Черный мотылек - стр. 30
Мать и библиотекарша упорно переводили разговор на творческий процесс, хотя могли бы заметить – как давно заметила это Урсула, – что гостю не нравится говорить о своей работе. Чем меньше Урсула говорила – она ограничивалась лишь ответами на вопросы, что ей заказать, да попросила передать воду, – тем внимательнее Джеральд присматривался к ней. Сначала он только улыбался и спрашивал, не передать ли ей что-нибудь еще, но потом, уклонившись от совсем нелепого, на взгляд Урсулы, вопроса о том, где он черпает идеи, писатель решительно повернулся спиной к библиотекарше и без дальнейших предисловий спросил Урсулу, кто она такая и чем занимается.
Она мечтала, чтобы в тот момент обрушился потолок, погребая их всех, или хозяин ресторанчика вбежал, восклицая, что в подвале обнаружена бомба и у них остались считанные минуты для бегства. Но бомб тогда еще не подкладывали, и потолок не собирался валиться им на головы. В отчаянии Урсула уговаривала себя – она никогда больше не встретится с этим человеком, не все ли равно, что он про нее подумает, – и еле слышным голосом ответила, что живет с родителями в Пурли и работает в фирме отца.
– Помолвлены с кем-нибудь?
Девушка покачала головой, вновь заливаясь румянцем.
– Прошу прощения. Я думал, уже.
Почему он так думал? Отец подсказал ответ:
– Слишком хорошенькая, чтобы не нашелся жених.
– Вот именно, – хладнокровно отвечал Джеральд Кэндлесс.
Но его взгляд, устремленный на Урсулу, показался девушке чуть ли не влюбленным.
Это задним числом она поняла, что он попросту оценивал ее, прикидывал, а тогда она об этом и не догадывалась. Больше она никогда не видела на его лице выражение нежности. Потому ли, что в нем не было больше надобности, раз он принял решение не щадить ее? Мясник ласкает теленка, пока откармливает. Медведя прикармливают медом, пока не заманят в ловушку.
Никогда не страдавшая бессонницей, в ту ночь Урсула не могла уснуть. Вспоминала, как отец назвал ее хорошенькой, и ежилась, ежилась от смущения на узкой девичьей постели, где с золотистого карниза свисал белый в розочках полог. Как глупо выглядела теперь эта комната – белый ковер, картины Сесилии Мэри Бейкер, тюлевые занавески. Он впишет ее в новую книгу, глупая и робкая девица составит фон для бестрепетной героини.

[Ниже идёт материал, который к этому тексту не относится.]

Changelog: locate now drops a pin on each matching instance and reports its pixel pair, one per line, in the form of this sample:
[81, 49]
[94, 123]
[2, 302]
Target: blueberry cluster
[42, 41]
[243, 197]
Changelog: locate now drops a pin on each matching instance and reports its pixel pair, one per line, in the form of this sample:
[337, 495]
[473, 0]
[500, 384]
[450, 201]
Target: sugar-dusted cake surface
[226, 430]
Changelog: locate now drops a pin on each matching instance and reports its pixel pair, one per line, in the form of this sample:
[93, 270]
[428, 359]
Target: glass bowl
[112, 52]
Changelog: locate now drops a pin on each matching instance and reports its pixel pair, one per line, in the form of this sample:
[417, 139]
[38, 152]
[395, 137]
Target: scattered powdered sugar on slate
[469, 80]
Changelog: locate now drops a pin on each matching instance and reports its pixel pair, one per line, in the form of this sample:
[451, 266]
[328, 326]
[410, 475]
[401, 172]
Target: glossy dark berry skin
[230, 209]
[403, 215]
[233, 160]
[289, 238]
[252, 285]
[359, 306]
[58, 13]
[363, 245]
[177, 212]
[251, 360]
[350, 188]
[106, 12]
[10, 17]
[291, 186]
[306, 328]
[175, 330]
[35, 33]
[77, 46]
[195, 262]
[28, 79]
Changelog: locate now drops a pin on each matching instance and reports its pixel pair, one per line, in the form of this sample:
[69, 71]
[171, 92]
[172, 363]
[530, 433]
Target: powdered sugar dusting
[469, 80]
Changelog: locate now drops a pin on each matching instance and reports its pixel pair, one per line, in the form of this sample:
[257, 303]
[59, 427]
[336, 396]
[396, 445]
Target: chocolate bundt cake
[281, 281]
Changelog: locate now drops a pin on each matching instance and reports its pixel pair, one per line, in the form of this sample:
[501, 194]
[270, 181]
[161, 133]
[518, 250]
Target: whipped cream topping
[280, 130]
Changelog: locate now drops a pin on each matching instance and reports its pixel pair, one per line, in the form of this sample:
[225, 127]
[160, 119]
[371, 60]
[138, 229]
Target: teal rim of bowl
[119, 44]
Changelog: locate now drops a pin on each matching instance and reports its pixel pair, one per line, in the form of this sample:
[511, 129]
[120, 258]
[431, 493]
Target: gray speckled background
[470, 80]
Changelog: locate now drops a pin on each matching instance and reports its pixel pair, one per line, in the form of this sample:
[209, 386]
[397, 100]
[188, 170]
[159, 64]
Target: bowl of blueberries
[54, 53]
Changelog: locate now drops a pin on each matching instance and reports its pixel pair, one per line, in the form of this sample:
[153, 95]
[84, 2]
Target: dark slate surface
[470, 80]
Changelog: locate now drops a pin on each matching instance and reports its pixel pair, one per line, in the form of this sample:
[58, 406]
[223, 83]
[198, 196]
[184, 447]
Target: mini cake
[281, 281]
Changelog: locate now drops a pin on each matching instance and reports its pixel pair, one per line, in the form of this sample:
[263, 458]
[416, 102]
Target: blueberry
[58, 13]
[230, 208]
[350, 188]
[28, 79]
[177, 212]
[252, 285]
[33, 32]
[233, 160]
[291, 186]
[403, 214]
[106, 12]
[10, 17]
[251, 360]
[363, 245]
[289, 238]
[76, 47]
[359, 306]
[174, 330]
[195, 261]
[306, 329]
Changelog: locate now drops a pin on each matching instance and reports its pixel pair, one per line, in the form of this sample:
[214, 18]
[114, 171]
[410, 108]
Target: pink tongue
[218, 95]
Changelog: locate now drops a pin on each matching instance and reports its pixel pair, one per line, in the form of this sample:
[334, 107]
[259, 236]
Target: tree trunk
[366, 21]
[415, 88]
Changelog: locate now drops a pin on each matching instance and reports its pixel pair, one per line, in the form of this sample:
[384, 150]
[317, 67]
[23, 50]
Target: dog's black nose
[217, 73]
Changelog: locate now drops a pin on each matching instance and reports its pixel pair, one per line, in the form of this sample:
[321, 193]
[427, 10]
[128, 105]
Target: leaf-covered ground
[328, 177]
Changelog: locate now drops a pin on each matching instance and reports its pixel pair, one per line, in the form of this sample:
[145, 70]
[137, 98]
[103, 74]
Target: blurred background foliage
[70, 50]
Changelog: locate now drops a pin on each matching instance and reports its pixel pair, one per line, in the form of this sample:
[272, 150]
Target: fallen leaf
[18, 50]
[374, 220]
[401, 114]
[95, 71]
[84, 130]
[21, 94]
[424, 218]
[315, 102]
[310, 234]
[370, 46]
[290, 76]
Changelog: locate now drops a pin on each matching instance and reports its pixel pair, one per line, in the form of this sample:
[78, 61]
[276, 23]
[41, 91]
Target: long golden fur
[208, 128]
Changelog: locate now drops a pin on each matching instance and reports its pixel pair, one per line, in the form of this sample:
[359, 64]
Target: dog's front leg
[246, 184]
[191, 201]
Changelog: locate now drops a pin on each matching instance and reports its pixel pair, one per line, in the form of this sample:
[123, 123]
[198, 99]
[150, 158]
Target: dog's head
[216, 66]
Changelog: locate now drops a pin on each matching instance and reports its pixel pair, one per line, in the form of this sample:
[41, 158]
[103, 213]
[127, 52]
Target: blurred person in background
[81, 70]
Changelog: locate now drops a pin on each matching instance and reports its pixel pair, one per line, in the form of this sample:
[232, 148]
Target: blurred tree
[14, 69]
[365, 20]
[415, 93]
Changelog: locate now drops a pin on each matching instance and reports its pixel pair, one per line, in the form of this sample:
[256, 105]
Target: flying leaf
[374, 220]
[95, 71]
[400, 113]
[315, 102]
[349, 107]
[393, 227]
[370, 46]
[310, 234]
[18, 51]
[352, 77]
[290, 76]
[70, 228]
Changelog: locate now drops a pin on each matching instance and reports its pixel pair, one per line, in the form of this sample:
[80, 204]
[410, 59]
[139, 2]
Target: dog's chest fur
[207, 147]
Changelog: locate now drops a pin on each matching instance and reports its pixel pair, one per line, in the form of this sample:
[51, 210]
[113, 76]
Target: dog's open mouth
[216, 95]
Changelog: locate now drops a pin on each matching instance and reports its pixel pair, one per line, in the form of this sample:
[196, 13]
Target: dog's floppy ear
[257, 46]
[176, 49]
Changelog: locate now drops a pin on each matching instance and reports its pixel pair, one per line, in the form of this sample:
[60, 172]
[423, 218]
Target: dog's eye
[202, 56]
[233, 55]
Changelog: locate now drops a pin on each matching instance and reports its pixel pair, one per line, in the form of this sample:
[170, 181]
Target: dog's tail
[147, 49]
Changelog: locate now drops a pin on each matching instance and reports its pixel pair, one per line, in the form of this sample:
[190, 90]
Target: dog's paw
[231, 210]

На следующий день Джеральд позвонил. Сначала – Бетти, спросил разрешения поговорить с Урсулой. Мать дала ему номер офиса «Вик и Ко».
– Я сказал вашей матери, что хотел бы поблагодарить вас за вчерашний вечер.
– Не меня, – прошептала она, враз охрипнув. – Это их надо благодарить.
– О нет, вас.
Возразить было нечего. Сердце сильно билось.
– Я хотел бы воздать ту же честь. Кажется, так говорят?
Урсула искренне ответила:
– Не знаю.
Что она знала?
– Я прошу вас поужинать со мной.
Современный английский не слишком удобен: в нем нет отдельной формы для единственного и множественного числа второго лица. Французский или немецкий в этом смысле гораздо удобнее. Устаревшее «ты» сразу прояснило бы дело. Но сейчас 1962 год.
– Вы согласовали день с моей матерью? – спросила Урсула. – Как правило, родители по вечерам свободны, и я тоже.
Он рассмеялся:
– Я имел в виду вас. Лично вас. Вас, и никого другого. Только вы и я.
– О!
– Мне бы хотелось пригласить вас на ужин, Урсула.
– Не знаю, – шепнула она, чуть не заикаясь. – То есть да, конечно. Непременно. Большое спасибо.